HOUSTON — Between 2006 to 2015, the number of children aged younger than 3 years who visited the ED for anaphylaxis increased, but the number of subsequent hospitalizations decreased, according to findings presented at the American College of Asthma, Allergy & Immunology Scientific Meeting.
Lacey B. Robinson, MD, a resident in the division of allergy and immunology in the department of medicine at Massachusetts General Hospital, explained during a presentation that the study of anaphylaxis in children aged younger than 3 years is essential because “there are high rates of food-induced anaphylaxis in this age group and importantly, many of these kids actually don’t have a preceding diagnosis of food allergy at their first exposure and first reaction, which means at the time they have anaphylaxis, they don’t have a prescription or access to an epinephrine auto-injector.”
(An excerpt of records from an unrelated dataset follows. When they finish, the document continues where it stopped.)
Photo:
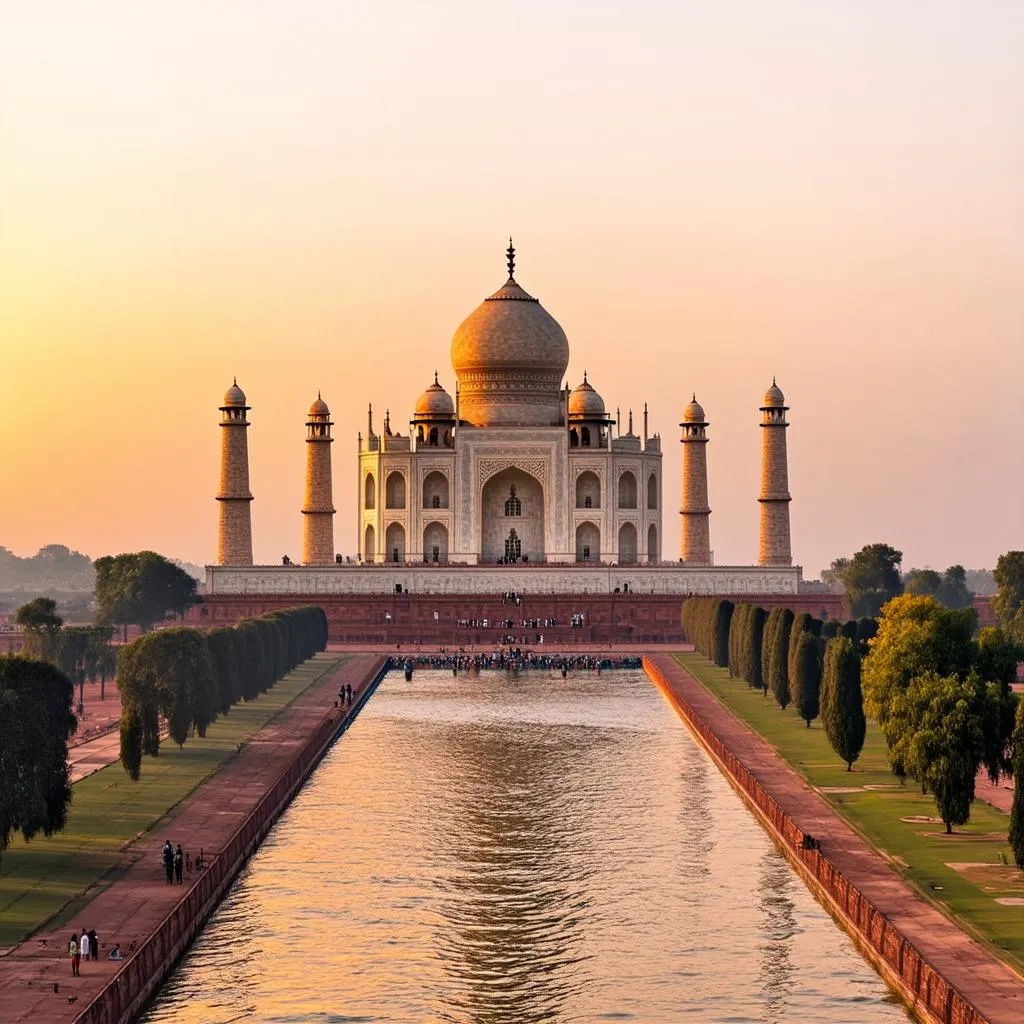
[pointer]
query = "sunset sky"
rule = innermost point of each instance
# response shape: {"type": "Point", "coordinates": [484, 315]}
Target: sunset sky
{"type": "Point", "coordinates": [312, 196]}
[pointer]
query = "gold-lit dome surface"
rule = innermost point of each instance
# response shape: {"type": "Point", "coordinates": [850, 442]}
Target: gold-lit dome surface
{"type": "Point", "coordinates": [510, 356]}
{"type": "Point", "coordinates": [773, 396]}
{"type": "Point", "coordinates": [693, 412]}
{"type": "Point", "coordinates": [235, 395]}
{"type": "Point", "coordinates": [434, 402]}
{"type": "Point", "coordinates": [585, 402]}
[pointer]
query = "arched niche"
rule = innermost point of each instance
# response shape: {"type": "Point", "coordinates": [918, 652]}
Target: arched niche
{"type": "Point", "coordinates": [588, 491]}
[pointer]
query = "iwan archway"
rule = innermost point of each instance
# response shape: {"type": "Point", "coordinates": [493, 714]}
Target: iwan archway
{"type": "Point", "coordinates": [512, 518]}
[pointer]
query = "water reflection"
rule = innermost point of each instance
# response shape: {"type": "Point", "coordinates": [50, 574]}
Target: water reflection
{"type": "Point", "coordinates": [491, 851]}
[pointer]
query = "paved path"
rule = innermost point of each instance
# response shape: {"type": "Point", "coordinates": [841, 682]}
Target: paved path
{"type": "Point", "coordinates": [982, 979]}
{"type": "Point", "coordinates": [133, 905]}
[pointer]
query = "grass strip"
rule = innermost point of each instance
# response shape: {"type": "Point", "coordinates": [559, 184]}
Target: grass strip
{"type": "Point", "coordinates": [918, 849]}
{"type": "Point", "coordinates": [49, 877]}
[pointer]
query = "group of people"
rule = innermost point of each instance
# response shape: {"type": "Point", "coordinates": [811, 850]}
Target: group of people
{"type": "Point", "coordinates": [515, 658]}
{"type": "Point", "coordinates": [87, 947]}
{"type": "Point", "coordinates": [178, 862]}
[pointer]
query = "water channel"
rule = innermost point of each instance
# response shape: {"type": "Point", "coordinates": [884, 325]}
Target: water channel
{"type": "Point", "coordinates": [501, 850]}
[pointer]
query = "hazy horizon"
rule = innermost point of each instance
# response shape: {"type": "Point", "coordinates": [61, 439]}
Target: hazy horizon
{"type": "Point", "coordinates": [704, 195]}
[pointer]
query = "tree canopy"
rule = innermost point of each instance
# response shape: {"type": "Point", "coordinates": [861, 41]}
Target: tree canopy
{"type": "Point", "coordinates": [36, 720]}
{"type": "Point", "coordinates": [141, 589]}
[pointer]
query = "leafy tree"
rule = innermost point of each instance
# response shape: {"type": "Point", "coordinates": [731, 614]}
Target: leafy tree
{"type": "Point", "coordinates": [923, 583]}
{"type": "Point", "coordinates": [806, 679]}
{"type": "Point", "coordinates": [953, 592]}
{"type": "Point", "coordinates": [915, 635]}
{"type": "Point", "coordinates": [942, 743]}
{"type": "Point", "coordinates": [842, 702]}
{"type": "Point", "coordinates": [1017, 810]}
{"type": "Point", "coordinates": [42, 625]}
{"type": "Point", "coordinates": [1009, 578]}
{"type": "Point", "coordinates": [36, 721]}
{"type": "Point", "coordinates": [871, 578]}
{"type": "Point", "coordinates": [141, 590]}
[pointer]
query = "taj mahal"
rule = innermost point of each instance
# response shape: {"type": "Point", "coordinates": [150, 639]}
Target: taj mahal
{"type": "Point", "coordinates": [515, 481]}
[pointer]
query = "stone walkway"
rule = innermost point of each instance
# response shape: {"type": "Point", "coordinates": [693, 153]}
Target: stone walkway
{"type": "Point", "coordinates": [133, 905]}
{"type": "Point", "coordinates": [984, 981]}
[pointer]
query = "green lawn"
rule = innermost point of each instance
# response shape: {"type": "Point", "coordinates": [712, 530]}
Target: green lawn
{"type": "Point", "coordinates": [49, 877]}
{"type": "Point", "coordinates": [918, 850]}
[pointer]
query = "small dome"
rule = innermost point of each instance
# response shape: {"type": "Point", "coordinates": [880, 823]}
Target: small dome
{"type": "Point", "coordinates": [585, 402]}
{"type": "Point", "coordinates": [773, 396]}
{"type": "Point", "coordinates": [235, 395]}
{"type": "Point", "coordinates": [318, 408]}
{"type": "Point", "coordinates": [435, 402]}
{"type": "Point", "coordinates": [693, 412]}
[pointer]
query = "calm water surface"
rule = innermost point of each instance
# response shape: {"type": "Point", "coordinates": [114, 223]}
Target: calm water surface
{"type": "Point", "coordinates": [504, 851]}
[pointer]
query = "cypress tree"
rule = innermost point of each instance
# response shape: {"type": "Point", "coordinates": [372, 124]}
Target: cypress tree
{"type": "Point", "coordinates": [755, 635]}
{"type": "Point", "coordinates": [1017, 810]}
{"type": "Point", "coordinates": [842, 701]}
{"type": "Point", "coordinates": [720, 633]}
{"type": "Point", "coordinates": [801, 624]}
{"type": "Point", "coordinates": [778, 678]}
{"type": "Point", "coordinates": [807, 676]}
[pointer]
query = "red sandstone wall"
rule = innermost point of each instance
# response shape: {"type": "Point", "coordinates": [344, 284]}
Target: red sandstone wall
{"type": "Point", "coordinates": [138, 979]}
{"type": "Point", "coordinates": [608, 617]}
{"type": "Point", "coordinates": [923, 985]}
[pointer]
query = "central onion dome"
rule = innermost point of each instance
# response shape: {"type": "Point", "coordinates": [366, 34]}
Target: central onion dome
{"type": "Point", "coordinates": [510, 356]}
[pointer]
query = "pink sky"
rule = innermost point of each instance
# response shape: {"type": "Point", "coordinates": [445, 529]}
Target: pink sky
{"type": "Point", "coordinates": [704, 195]}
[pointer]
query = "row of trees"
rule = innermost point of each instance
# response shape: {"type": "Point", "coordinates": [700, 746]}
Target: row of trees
{"type": "Point", "coordinates": [83, 653]}
{"type": "Point", "coordinates": [790, 656]}
{"type": "Point", "coordinates": [36, 720]}
{"type": "Point", "coordinates": [187, 677]}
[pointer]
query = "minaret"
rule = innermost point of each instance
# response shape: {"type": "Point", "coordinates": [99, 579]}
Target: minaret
{"type": "Point", "coordinates": [317, 513]}
{"type": "Point", "coordinates": [695, 512]}
{"type": "Point", "coordinates": [774, 548]}
{"type": "Point", "coordinates": [235, 532]}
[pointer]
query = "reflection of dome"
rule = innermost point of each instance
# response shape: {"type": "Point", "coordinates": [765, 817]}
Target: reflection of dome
{"type": "Point", "coordinates": [586, 403]}
{"type": "Point", "coordinates": [435, 402]}
{"type": "Point", "coordinates": [510, 355]}
{"type": "Point", "coordinates": [693, 412]}
{"type": "Point", "coordinates": [773, 396]}
{"type": "Point", "coordinates": [235, 395]}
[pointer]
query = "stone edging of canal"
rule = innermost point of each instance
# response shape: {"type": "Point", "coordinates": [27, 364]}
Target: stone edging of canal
{"type": "Point", "coordinates": [283, 754]}
{"type": "Point", "coordinates": [939, 971]}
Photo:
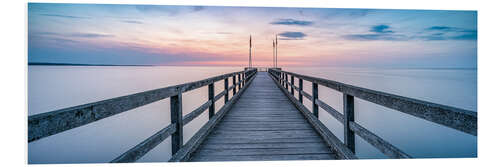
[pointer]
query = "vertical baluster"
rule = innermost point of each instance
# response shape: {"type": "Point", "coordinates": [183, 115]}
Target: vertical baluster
{"type": "Point", "coordinates": [301, 87]}
{"type": "Point", "coordinates": [234, 85]}
{"type": "Point", "coordinates": [244, 78]}
{"type": "Point", "coordinates": [281, 78]}
{"type": "Point", "coordinates": [226, 86]}
{"type": "Point", "coordinates": [239, 81]}
{"type": "Point", "coordinates": [176, 118]}
{"type": "Point", "coordinates": [315, 96]}
{"type": "Point", "coordinates": [348, 116]}
{"type": "Point", "coordinates": [286, 82]}
{"type": "Point", "coordinates": [211, 109]}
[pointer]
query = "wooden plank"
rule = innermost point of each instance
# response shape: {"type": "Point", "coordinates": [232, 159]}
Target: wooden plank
{"type": "Point", "coordinates": [263, 145]}
{"type": "Point", "coordinates": [301, 87]}
{"type": "Point", "coordinates": [147, 145]}
{"type": "Point", "coordinates": [176, 118]}
{"type": "Point", "coordinates": [336, 114]}
{"type": "Point", "coordinates": [349, 117]}
{"type": "Point", "coordinates": [456, 118]}
{"type": "Point", "coordinates": [188, 149]}
{"type": "Point", "coordinates": [211, 108]}
{"type": "Point", "coordinates": [260, 122]}
{"type": "Point", "coordinates": [261, 140]}
{"type": "Point", "coordinates": [267, 151]}
{"type": "Point", "coordinates": [379, 143]}
{"type": "Point", "coordinates": [314, 97]}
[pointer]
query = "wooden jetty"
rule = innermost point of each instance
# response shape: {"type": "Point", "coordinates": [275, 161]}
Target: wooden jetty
{"type": "Point", "coordinates": [264, 120]}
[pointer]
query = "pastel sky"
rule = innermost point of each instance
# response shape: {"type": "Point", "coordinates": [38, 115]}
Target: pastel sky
{"type": "Point", "coordinates": [207, 35]}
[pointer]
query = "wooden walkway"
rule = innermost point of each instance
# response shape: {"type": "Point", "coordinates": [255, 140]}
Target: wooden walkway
{"type": "Point", "coordinates": [263, 125]}
{"type": "Point", "coordinates": [263, 120]}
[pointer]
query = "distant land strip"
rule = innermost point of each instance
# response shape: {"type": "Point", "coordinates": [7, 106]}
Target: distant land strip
{"type": "Point", "coordinates": [71, 64]}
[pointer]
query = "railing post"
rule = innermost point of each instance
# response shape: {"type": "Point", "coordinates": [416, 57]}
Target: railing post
{"type": "Point", "coordinates": [176, 118]}
{"type": "Point", "coordinates": [234, 85]}
{"type": "Point", "coordinates": [226, 85]}
{"type": "Point", "coordinates": [281, 78]}
{"type": "Point", "coordinates": [301, 87]}
{"type": "Point", "coordinates": [211, 109]}
{"type": "Point", "coordinates": [244, 78]}
{"type": "Point", "coordinates": [315, 96]}
{"type": "Point", "coordinates": [239, 81]}
{"type": "Point", "coordinates": [348, 116]}
{"type": "Point", "coordinates": [286, 82]}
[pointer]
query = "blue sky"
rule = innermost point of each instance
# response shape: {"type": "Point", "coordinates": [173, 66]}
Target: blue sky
{"type": "Point", "coordinates": [206, 35]}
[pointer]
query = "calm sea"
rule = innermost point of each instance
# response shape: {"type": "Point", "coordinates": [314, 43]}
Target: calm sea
{"type": "Point", "coordinates": [56, 87]}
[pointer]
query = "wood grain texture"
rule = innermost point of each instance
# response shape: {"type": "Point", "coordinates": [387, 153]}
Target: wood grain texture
{"type": "Point", "coordinates": [263, 125]}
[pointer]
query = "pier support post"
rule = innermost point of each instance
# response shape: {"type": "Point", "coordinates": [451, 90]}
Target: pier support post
{"type": "Point", "coordinates": [314, 98]}
{"type": "Point", "coordinates": [226, 86]}
{"type": "Point", "coordinates": [301, 87]}
{"type": "Point", "coordinates": [286, 82]}
{"type": "Point", "coordinates": [211, 109]}
{"type": "Point", "coordinates": [234, 85]}
{"type": "Point", "coordinates": [176, 118]}
{"type": "Point", "coordinates": [348, 116]}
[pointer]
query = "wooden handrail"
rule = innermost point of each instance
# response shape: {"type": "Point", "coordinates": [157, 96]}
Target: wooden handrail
{"type": "Point", "coordinates": [50, 123]}
{"type": "Point", "coordinates": [459, 119]}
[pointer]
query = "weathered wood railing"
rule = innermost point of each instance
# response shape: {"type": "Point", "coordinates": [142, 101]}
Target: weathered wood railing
{"type": "Point", "coordinates": [459, 119]}
{"type": "Point", "coordinates": [50, 123]}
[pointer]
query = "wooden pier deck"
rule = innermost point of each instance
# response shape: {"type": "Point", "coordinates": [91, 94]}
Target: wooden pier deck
{"type": "Point", "coordinates": [265, 119]}
{"type": "Point", "coordinates": [263, 125]}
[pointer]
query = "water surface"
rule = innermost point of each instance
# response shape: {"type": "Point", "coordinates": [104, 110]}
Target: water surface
{"type": "Point", "coordinates": [56, 87]}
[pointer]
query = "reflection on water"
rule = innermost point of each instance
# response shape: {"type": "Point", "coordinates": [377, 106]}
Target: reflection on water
{"type": "Point", "coordinates": [55, 87]}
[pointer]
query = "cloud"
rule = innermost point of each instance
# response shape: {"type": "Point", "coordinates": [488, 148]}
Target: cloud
{"type": "Point", "coordinates": [292, 22]}
{"type": "Point", "coordinates": [90, 35]}
{"type": "Point", "coordinates": [381, 29]}
{"type": "Point", "coordinates": [132, 22]}
{"type": "Point", "coordinates": [64, 16]}
{"type": "Point", "coordinates": [292, 35]}
{"type": "Point", "coordinates": [373, 37]}
{"type": "Point", "coordinates": [224, 33]}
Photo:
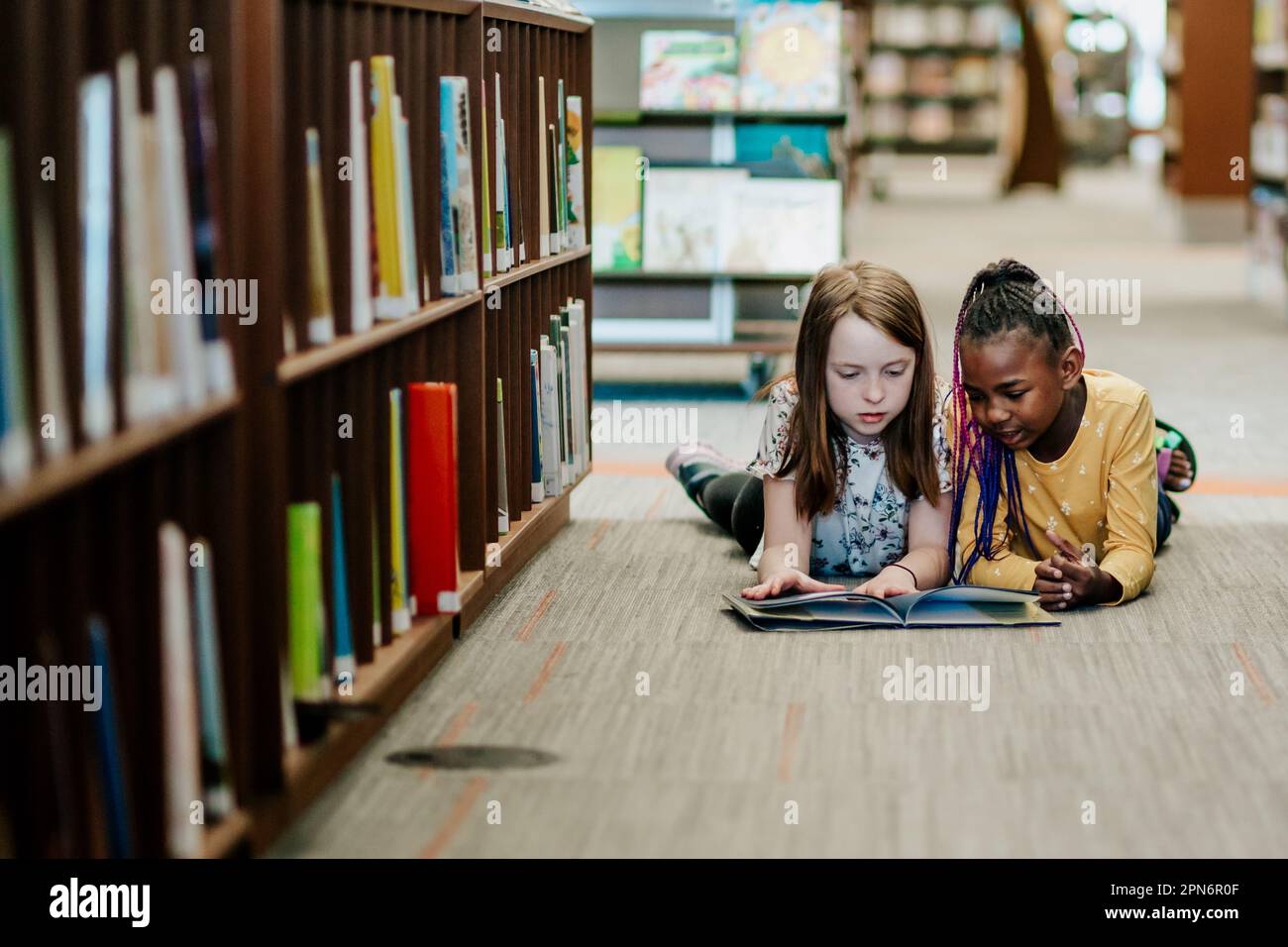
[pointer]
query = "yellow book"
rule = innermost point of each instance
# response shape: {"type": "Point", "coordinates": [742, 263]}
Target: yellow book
{"type": "Point", "coordinates": [384, 185]}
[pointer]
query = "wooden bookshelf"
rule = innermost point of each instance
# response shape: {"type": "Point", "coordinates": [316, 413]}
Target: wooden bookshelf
{"type": "Point", "coordinates": [228, 471]}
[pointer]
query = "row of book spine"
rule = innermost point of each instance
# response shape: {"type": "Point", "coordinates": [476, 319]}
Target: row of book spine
{"type": "Point", "coordinates": [387, 281]}
{"type": "Point", "coordinates": [170, 281]}
{"type": "Point", "coordinates": [194, 751]}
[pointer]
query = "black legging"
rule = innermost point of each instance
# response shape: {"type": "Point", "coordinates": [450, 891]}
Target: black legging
{"type": "Point", "coordinates": [735, 502]}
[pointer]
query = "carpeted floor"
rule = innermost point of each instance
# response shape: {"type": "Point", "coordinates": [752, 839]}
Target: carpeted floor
{"type": "Point", "coordinates": [679, 732]}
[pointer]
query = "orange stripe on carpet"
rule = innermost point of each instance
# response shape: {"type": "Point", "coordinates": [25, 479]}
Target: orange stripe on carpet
{"type": "Point", "coordinates": [1262, 688]}
{"type": "Point", "coordinates": [526, 631]}
{"type": "Point", "coordinates": [548, 669]}
{"type": "Point", "coordinates": [791, 733]}
{"type": "Point", "coordinates": [456, 817]}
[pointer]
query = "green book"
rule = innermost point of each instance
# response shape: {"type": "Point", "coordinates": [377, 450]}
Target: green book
{"type": "Point", "coordinates": [307, 611]}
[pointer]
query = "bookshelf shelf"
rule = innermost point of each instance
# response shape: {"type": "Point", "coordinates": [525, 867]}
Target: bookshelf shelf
{"type": "Point", "coordinates": [533, 266]}
{"type": "Point", "coordinates": [228, 472]}
{"type": "Point", "coordinates": [227, 838]}
{"type": "Point", "coordinates": [59, 476]}
{"type": "Point", "coordinates": [310, 361]}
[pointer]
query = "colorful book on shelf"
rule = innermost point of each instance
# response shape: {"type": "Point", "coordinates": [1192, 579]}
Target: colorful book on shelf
{"type": "Point", "coordinates": [321, 318]}
{"type": "Point", "coordinates": [485, 230]}
{"type": "Point", "coordinates": [215, 766]}
{"type": "Point", "coordinates": [784, 151]}
{"type": "Point", "coordinates": [179, 716]}
{"type": "Point", "coordinates": [781, 226]}
{"type": "Point", "coordinates": [458, 105]}
{"type": "Point", "coordinates": [790, 56]}
{"type": "Point", "coordinates": [502, 491]}
{"type": "Point", "coordinates": [16, 445]}
{"type": "Point", "coordinates": [688, 69]}
{"type": "Point", "coordinates": [360, 206]}
{"type": "Point", "coordinates": [562, 158]}
{"type": "Point", "coordinates": [206, 231]}
{"type": "Point", "coordinates": [343, 660]}
{"type": "Point", "coordinates": [304, 600]}
{"type": "Point", "coordinates": [542, 172]}
{"type": "Point", "coordinates": [539, 491]}
{"type": "Point", "coordinates": [616, 202]}
{"type": "Point", "coordinates": [433, 502]}
{"type": "Point", "coordinates": [151, 386]}
{"type": "Point", "coordinates": [399, 589]}
{"type": "Point", "coordinates": [576, 176]}
{"type": "Point", "coordinates": [447, 224]}
{"type": "Point", "coordinates": [94, 138]}
{"type": "Point", "coordinates": [552, 466]}
{"type": "Point", "coordinates": [51, 382]}
{"type": "Point", "coordinates": [184, 312]}
{"type": "Point", "coordinates": [107, 746]}
{"type": "Point", "coordinates": [683, 214]}
{"type": "Point", "coordinates": [391, 299]}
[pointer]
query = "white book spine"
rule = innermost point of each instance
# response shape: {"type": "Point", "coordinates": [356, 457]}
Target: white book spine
{"type": "Point", "coordinates": [360, 206]}
{"type": "Point", "coordinates": [184, 325]}
{"type": "Point", "coordinates": [179, 697]}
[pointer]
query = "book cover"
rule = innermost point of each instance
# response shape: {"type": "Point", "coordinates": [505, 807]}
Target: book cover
{"type": "Point", "coordinates": [151, 388]}
{"type": "Point", "coordinates": [412, 289]}
{"type": "Point", "coordinates": [51, 381]}
{"type": "Point", "coordinates": [206, 228]}
{"type": "Point", "coordinates": [544, 172]}
{"type": "Point", "coordinates": [107, 744]}
{"type": "Point", "coordinates": [399, 605]}
{"type": "Point", "coordinates": [184, 316]}
{"type": "Point", "coordinates": [485, 230]}
{"type": "Point", "coordinates": [683, 214]}
{"type": "Point", "coordinates": [502, 512]}
{"type": "Point", "coordinates": [550, 457]}
{"type": "Point", "coordinates": [304, 600]}
{"type": "Point", "coordinates": [773, 226]}
{"type": "Point", "coordinates": [463, 195]}
{"type": "Point", "coordinates": [94, 153]}
{"type": "Point", "coordinates": [790, 56]}
{"type": "Point", "coordinates": [576, 180]}
{"type": "Point", "coordinates": [953, 605]}
{"type": "Point", "coordinates": [616, 208]}
{"type": "Point", "coordinates": [321, 322]}
{"type": "Point", "coordinates": [384, 189]}
{"type": "Point", "coordinates": [179, 719]}
{"type": "Point", "coordinates": [360, 208]}
{"type": "Point", "coordinates": [433, 502]}
{"type": "Point", "coordinates": [16, 447]}
{"type": "Point", "coordinates": [688, 69]}
{"type": "Point", "coordinates": [344, 661]}
{"type": "Point", "coordinates": [539, 491]}
{"type": "Point", "coordinates": [215, 766]}
{"type": "Point", "coordinates": [447, 223]}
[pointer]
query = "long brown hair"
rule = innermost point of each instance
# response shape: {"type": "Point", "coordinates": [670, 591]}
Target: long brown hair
{"type": "Point", "coordinates": [815, 450]}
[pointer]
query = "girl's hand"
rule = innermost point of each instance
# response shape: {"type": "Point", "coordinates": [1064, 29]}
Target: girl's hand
{"type": "Point", "coordinates": [787, 579]}
{"type": "Point", "coordinates": [1064, 581]}
{"type": "Point", "coordinates": [888, 582]}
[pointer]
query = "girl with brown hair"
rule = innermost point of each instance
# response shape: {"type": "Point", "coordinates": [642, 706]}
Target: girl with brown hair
{"type": "Point", "coordinates": [851, 476]}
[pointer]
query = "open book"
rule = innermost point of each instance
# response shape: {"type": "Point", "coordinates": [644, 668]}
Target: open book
{"type": "Point", "coordinates": [953, 605]}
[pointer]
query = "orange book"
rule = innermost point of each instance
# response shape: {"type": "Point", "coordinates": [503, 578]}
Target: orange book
{"type": "Point", "coordinates": [432, 523]}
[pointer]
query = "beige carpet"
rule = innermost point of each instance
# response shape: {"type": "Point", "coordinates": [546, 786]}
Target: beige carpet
{"type": "Point", "coordinates": [752, 744]}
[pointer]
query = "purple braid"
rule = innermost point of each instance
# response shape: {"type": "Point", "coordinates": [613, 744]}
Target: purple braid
{"type": "Point", "coordinates": [1001, 296]}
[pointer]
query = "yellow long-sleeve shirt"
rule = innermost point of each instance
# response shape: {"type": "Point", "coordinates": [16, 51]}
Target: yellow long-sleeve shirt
{"type": "Point", "coordinates": [1103, 491]}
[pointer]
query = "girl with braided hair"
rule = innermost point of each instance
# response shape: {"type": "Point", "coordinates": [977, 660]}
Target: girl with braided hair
{"type": "Point", "coordinates": [851, 478]}
{"type": "Point", "coordinates": [1055, 479]}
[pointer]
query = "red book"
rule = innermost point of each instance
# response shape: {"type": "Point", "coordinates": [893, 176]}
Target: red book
{"type": "Point", "coordinates": [432, 531]}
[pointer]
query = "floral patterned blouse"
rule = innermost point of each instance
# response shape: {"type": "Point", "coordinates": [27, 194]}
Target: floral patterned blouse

Researchers conducted a retrospective cohort study using a representative database to identify young children with anaphylaxis with an ED visit between 2006 and 2015. When available, ICD-9 codes were used to identify anaphylaxis triggers.
During the study period, ED visits for anaphylaxis more than doubled, from 1,806 in 2006 to 3,770 in 2015 (P < .001).
Between 2006 to 2015, the number of children aged younger than 3 years who visited the ED for anaphylaxis increased, but the number of subsequent hospitalizations decreased, according to findings presented at the American College of Asthma, Allergy & Immunology Scientific Meeting.
Source: Adobe Stock
To ensure that this increase was not due to population increases, researchers calculated the proportion of ED visits during the study period. They found that the number of ED visits increased from 15 per 100,000 young children in 2006 to 32 per 100,000 young children (P < .001) in 2015.
Researchers found that among cases with information on anaphylaxis available, 75% were food related.
“Interestingly, when we looked at the hospitalizations, we actually found what we were not expecting,” Robinson said. “We found the rate of hospitalizations for anaphylaxis-related ED visits was declining over time.”
Robinson and colleagues found that the rate of hospitalization after an anaphylaxis-related ED visit dropped from 19% in 2006 to 6% in 2015 (P < .001).
She explained that the decrease in hospitalizations may be due to changes in health care utilization patterns or increased epinephrine use, which has been tied to decreased hospitalizations.
Robinson told attendees that further studies are needed on anaphylaxis in vulnerable populations, health care utilization patterns for allergic diseases and anaphylaxis, and to determine why anaphylaxis is occurring more often. – by Erin Michael
Robinson L, et al. A004. Presented at: American College of Asthma, Allergy & Immunology Scientific Meeting; Nov. 7-11, 2019; Houston.
Disclosure: Robinson reports funding from an NIH grant.